Si invocava il rigore
non solo contro le scuole di ostetricia, ma altresì contro gli istituti di pie
vergini, essendosi raccontato dall'on. Rino Zerbinella, che un direttore
spirituale aveva contemporaneamente ingravidato venti educande.
Mentre i mercanti
brevettati di schiave bianche si sbraitavano contro la concorrenza aliena, essi
acuivano la loro attività incettatrice. Nello studio a volo d'uccello
licenziato dal professore Gioiazza si vedono due mila fanciulle all'anno
arrestate a Parigi, matricolate, e brutalizzate legalmente. Che orrori costa
questa confezione di macchine del piacere! Che avvilimento sistematico di
creature umane, proletarie della voluttà, dove le parvenues del vizio
sono lasciate libere nella loro scandalosa influenza sociale. Ed oltre le
immani razzie della poveraglia servile, specialmente rusticana (vi sono
villaggi d'ereditaria bellezza femminina, che se ne sono formata una specialità
di produzione mercantile), oltre le retate delle frustatrici di marciapiedi
cittadini, che concorrono principalmente a suppeditare da centomila a
centocinquantamila reclute occorrenti annualmente al commercio internazionale
di carne fresca per vecchi consumatori, altre sottili, maliziose industrie si
scavolozzano per ingrandire, o impreziosire l'esercito della Mala vita, immane
gregge di vittime sacrificate al Moloch della lussuria.
Si falsificano
contratti per posti di istitutrici, e le malaccorte si domano coi flagelli, che
lasciano il segno, come accadde in Ungheria, secondo un caso riferito dal
Gioiazza.
Si insacca il
maggiore contingente di povere serve e cameriere disilluse dai sogni seducenti
nei rapporti con agiati dilettanti dell'amore ancillare.
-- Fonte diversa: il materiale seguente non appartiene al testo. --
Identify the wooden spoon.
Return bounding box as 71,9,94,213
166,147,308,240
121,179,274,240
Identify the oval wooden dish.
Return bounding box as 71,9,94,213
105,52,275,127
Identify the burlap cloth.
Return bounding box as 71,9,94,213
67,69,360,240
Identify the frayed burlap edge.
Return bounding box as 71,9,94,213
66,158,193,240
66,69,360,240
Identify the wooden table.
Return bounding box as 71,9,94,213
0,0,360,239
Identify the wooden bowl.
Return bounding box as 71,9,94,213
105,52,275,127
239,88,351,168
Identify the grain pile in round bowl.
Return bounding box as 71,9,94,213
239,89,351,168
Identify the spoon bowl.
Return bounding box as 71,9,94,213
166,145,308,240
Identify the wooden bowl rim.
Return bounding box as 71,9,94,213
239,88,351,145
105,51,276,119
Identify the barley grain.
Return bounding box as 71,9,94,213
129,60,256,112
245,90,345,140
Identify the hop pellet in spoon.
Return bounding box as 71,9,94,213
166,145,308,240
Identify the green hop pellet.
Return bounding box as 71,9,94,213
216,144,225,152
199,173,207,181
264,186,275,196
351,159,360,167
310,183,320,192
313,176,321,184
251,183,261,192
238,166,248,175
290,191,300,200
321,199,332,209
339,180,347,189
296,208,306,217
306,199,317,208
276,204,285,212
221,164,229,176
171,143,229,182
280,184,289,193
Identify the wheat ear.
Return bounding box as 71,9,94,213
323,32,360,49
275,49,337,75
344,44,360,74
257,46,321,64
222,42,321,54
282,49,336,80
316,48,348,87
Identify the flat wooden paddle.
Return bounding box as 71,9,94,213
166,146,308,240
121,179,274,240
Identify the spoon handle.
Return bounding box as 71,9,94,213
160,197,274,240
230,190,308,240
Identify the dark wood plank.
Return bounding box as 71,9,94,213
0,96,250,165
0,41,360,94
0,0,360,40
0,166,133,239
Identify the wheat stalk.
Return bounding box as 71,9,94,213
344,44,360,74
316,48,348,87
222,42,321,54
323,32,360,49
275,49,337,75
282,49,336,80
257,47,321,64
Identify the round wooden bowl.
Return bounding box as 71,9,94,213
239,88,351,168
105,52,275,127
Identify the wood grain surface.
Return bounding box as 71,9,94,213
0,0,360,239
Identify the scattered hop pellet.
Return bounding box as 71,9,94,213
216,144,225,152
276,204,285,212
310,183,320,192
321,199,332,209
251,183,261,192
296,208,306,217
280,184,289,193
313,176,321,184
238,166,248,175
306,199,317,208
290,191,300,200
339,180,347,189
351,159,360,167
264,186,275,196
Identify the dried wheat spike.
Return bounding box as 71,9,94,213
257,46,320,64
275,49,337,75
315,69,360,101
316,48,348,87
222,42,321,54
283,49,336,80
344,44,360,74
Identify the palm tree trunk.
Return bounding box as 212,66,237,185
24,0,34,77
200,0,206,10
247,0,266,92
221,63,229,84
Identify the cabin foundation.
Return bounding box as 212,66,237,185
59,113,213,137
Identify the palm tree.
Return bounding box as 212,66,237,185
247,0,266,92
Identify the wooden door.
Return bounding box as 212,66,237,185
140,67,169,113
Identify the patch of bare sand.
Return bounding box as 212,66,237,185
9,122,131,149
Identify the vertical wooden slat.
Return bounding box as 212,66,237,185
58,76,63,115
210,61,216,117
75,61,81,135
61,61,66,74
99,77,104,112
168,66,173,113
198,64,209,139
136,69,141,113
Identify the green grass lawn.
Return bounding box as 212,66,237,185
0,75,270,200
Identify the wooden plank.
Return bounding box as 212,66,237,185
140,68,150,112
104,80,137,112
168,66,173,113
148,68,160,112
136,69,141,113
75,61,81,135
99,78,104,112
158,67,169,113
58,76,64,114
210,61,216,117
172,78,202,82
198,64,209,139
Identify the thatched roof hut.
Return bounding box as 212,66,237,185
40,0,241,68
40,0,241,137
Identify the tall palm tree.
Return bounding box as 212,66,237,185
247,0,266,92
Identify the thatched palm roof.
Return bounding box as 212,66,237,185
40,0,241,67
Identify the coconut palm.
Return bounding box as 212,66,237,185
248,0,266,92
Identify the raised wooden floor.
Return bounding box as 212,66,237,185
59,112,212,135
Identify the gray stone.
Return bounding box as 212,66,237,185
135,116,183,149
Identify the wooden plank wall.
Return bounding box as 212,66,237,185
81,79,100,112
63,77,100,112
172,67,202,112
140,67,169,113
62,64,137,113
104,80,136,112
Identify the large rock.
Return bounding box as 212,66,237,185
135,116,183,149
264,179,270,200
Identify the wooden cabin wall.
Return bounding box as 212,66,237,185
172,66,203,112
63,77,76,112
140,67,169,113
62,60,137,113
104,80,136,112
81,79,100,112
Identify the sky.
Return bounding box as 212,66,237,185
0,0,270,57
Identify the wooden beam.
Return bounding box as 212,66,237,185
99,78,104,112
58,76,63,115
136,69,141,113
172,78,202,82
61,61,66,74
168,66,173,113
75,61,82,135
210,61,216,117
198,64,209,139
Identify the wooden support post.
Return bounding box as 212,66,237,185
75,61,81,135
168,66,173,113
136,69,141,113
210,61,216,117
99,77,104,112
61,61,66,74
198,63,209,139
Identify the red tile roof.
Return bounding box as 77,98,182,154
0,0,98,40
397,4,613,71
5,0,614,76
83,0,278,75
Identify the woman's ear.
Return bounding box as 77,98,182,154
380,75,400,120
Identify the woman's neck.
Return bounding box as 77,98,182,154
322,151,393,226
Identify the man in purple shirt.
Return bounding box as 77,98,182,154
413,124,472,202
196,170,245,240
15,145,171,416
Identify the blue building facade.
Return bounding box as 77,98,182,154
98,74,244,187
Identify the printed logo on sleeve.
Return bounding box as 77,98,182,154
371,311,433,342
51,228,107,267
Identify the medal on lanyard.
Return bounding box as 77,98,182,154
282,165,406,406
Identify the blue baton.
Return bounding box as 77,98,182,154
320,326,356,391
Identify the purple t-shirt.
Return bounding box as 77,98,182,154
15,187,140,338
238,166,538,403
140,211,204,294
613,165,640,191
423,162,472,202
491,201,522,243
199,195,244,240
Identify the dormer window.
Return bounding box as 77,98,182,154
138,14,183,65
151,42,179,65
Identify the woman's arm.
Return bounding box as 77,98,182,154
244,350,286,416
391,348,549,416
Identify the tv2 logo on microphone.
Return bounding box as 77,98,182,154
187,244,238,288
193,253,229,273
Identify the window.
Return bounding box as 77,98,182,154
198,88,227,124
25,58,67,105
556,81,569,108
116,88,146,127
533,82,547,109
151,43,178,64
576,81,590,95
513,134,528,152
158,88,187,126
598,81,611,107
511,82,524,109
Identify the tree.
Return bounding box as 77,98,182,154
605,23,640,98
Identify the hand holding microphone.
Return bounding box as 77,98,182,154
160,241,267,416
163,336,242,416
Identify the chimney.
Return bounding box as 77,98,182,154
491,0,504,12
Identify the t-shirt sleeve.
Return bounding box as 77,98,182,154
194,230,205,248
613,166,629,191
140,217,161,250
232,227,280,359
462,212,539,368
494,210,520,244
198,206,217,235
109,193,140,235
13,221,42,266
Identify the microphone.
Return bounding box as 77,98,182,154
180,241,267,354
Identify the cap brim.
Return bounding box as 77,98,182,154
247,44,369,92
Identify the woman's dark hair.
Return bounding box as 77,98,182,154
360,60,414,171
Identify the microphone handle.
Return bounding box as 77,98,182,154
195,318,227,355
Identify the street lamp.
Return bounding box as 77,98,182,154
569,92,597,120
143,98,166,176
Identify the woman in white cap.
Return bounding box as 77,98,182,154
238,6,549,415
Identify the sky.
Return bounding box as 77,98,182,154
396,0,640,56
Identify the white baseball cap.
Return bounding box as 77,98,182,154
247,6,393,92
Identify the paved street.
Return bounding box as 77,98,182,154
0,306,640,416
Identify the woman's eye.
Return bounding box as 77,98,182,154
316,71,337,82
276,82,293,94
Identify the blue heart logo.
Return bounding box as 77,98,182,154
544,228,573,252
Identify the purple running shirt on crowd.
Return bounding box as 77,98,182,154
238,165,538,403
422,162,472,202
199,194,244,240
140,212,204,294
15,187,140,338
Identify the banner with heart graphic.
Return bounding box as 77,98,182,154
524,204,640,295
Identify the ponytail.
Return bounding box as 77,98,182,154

Si offre un facile
impiego alle canzonettiste, a cui si è fatta calare la voce.
Si spinge altamente
il prossenetismo, la provocazione al male, sfruttando poscia la
squalificazione sociale delle amanti illegali, che le precipita agli ultimi
gradini. Tutta la diaboleria è messa in moto, assoldandosi bande di
seduttori sparsi per l'Europa ad accaparrare le schiave bianche, raffinati nel
lavorio di risvegliare il demone dell'ambizione, dell'ozio e della carnalità, e
lesti a disfarsi delle loro amanti private a sollazzo pubblico. Essi si fanno persino
impunemente poligami con il solo vincolo religioso. Si adoperano ruffiane
vestite da monache.
Insomma le commedie
dell'antica Grecia, dell'antica Roma, e del cinquecento italiano, materiate
principalmente di ruffianesimo, sono superate di gran lunga.
Fra i seduttori era
presentemente in Genova a disposizione dell'Agenzia immorale stabilita alla
Salita dell'Imalaia, il signor Orseolo Lionello, a cui si può dire che il re
dei Diavoli concedesse le forme più angeliche; egli era un Satana carnalmente
travestito da cherubino. Dell'antica famiglia gentilizia aveva serbato la
materialità esteriore. Squalificato, boicottato dall'alta Società, perché
scoperto baro al gioco, egli si perdette dell'anima, ossia si ritrovò nel più
profondo baratro di immoralità, con l'anima superbamente vendicativa di un
Lucifero contro la società tutta quanta.
Egli dalla sua
Agenzia venne messo in relazione con il delegato di Pubblica Sicurezza avv.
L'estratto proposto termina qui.